You need to have php installed on your server to be able to use the WordCloud generator. Therefore, your web page where you embed the WordCloud needs to have a .php extension.
No css-style is provided to the WordCloud, so if you want to add some css properties, we advise you to use Firebug to obtain the names of the HTML elements you want to add style to.
If you already have keywords and weights for the keywords, you can directly use them as an input to the WordCloud. For this you need to write in your own HTML code as follows:
create_wordcloud_weights('name_of_worcloud', 'path', 'keyword1 weight1 keyword2 weight2 ... keywordn weightn');
where keyword1 weight1 keyword2 weight2 ... keywordn weightn are the keywords and the weights associated with them. These need to be separated by the space character.
An example of how to embed a WordCloud in a web-page is available in /embed_applet/example.php.
Frequent Asked Questions
What happens to the terms suggested to be removed for all the WordClouds?
These terms are stored in our database.
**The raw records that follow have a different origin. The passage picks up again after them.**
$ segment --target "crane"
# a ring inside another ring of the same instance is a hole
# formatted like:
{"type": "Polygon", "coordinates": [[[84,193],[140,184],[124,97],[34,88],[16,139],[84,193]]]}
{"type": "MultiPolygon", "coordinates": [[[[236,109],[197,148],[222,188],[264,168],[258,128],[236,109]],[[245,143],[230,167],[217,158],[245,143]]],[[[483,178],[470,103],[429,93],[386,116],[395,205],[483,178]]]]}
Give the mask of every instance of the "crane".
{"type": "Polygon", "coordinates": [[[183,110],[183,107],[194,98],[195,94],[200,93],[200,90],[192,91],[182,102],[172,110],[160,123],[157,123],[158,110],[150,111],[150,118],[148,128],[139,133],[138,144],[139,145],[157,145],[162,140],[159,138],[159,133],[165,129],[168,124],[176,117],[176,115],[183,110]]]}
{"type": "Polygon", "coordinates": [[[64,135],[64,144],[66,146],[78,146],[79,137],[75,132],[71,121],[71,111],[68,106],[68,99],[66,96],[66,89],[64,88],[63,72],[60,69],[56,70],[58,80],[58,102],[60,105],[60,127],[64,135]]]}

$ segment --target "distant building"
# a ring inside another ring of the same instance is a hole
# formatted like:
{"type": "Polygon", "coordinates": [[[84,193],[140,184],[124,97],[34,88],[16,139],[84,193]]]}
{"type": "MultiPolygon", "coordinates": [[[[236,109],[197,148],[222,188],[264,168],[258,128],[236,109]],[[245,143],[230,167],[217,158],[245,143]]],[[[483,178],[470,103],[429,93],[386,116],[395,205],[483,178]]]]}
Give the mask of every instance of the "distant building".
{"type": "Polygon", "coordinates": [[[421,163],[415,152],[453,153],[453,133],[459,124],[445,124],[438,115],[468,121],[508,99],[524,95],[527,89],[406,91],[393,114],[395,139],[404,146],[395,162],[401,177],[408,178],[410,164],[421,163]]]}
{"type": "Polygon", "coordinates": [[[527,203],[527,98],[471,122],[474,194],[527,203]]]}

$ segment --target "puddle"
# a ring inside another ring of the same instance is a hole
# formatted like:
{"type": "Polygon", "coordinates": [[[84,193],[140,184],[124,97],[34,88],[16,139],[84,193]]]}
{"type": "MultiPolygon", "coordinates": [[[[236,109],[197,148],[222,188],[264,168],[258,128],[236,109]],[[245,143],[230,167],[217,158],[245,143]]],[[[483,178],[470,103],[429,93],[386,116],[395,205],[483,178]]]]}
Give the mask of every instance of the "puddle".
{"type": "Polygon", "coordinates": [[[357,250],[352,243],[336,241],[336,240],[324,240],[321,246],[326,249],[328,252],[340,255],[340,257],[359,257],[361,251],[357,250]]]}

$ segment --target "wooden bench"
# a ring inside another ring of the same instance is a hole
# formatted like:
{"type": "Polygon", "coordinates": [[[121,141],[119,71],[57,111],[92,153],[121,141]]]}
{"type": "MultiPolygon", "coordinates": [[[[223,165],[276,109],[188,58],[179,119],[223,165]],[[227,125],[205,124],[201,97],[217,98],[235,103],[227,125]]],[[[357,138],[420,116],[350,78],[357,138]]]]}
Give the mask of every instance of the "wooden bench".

If we agree that these should be indeed removed, we will add them to the common English words list or the common biological terms list.
- Visual Presentation as a Welcome Alternative to Textual Presentation of Gene Annotation Information, Jairav Desai, Jared M. flatow, Jie Song, Lihua J. Zhu, Pan Du, Chiang-Ching Huang, Hui Lu, Simon M. Lin, and Warren A. Kibbe, Advances in computational biology, 2010, pages 709-715, Springer.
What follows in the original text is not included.